The leaching of glass components is caused by the gradient of chemical potential, and it is considered that the process approaches a virtual chemical equilibrium for the reaction between glass and water:
Glass + xH2O + yH+ = aHSiO3- + bB(OH)3 + cAlO2- + dCa2+ + eNa+ (1)
where x,y, a, b, c, d and e are stoichiometric coefficients.
The equilibrium constant K for the reaction at temperature T is related to the Gibbs energy of glass dissolution (ΔdissG) by
lnK=-ΔdissG/RT (2)
The ΔdissG can be calculated using the Gibbs energy of formation of glass at 298K (G(glass, 298)), the sum of the Gibbs energies of oxide component i (Σx(i)G(ox, i, 298)), and the sum of Gibbs energy of dissolution of i (Σx(i)ΔdissG(ox, i, 298)) by the equation,
ΔdissG = - G(glass, 298)+Σx(i)G(ox, i, 298)+Σx(i)ΔdissG(ox, i, 298) (3)
Linard et al. (2001) measured the G(glass, 298) by a solutoin calorimetry, and determined the equilibrium constant from the Eqs. (2) and (3).
In this study, we investiageted the difference between equilibrium constant for the reaction (1) calculated using thermodynamic data and that determined by dissolution experiments.

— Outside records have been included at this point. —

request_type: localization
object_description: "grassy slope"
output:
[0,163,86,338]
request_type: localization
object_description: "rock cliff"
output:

We calculated the equilibrium constant (lnK(calc)) using thermodynamic database for silicate melts optimized by CALPHAD method, which has been developed in recent years, and the heat capacity data of glass for the calculation of G(glass, 298). The equilibrium constant (lnK(calc)) was determined from the Eqs. (2) and (3).

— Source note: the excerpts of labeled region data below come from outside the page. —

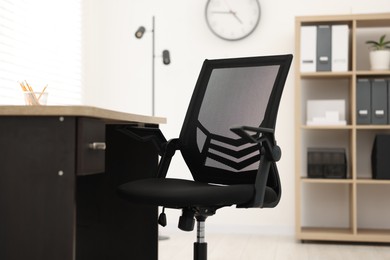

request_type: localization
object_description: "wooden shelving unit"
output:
[295,13,390,243]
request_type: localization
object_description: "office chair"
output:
[118,55,292,260]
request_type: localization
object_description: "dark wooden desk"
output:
[0,106,165,260]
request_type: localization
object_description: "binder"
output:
[371,79,388,125]
[356,78,371,125]
[331,24,349,71]
[387,79,390,124]
[300,26,317,72]
[317,25,332,71]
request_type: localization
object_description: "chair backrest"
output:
[179,55,292,184]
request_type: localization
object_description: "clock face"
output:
[206,0,261,41]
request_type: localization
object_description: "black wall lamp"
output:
[135,16,171,116]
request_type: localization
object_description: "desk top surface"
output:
[0,106,166,124]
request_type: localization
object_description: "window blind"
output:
[0,0,82,105]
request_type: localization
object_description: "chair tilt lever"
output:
[194,217,207,260]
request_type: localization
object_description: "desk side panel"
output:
[0,117,75,260]
[76,125,158,260]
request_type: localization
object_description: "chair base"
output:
[194,242,207,260]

Dissolution experiments was carried out by the MCC-3 method for SiO2-B2O3-Al2O3-CaO-Na2O glassses with different amout of SiO2 and Al2O3, which are components that improve water resistance, and the amount of Na2O, which is a component that reduces water resistance. Glass powder (40-100 μm) of a 0.235 g was leached into 1 liter of ultrapure water (pH = 9) at 90°C for 48 hours, and 4 ml of the solution was collected at a given time. The concentrations of Si, B, Al, Ca, and Na were measured by ICP-AES.
The activity of compnents in the soltion was determined using the measured concentration C and the activity coefficients by extended Debye-Huckel equation. The equilibrium constant (lnK(exp)) was calculated using those activity values.
The lnK(exp) decreases with increasing the network-forming oxide (NF)/network-modifying oxide (NM) ratio of the glass, and increased with decreasing Al2O3 content at constant NF/NM ratio.
RTlnK(exp) varied in the range of -65 to +15 kJ/mol and were in agreement with RTlnK(calc) with an error of about ±20 kJ/mol. This indicates that the thermodynamic data of the CALPHAD method may be applied to predict the water resistance of glass. For glasses with high water resistance, the lnK(exp) tended to be lower than the lnK(calc). This is thought to be due to the formation of a silica gel layer on the glass surface, which hinders the reaction.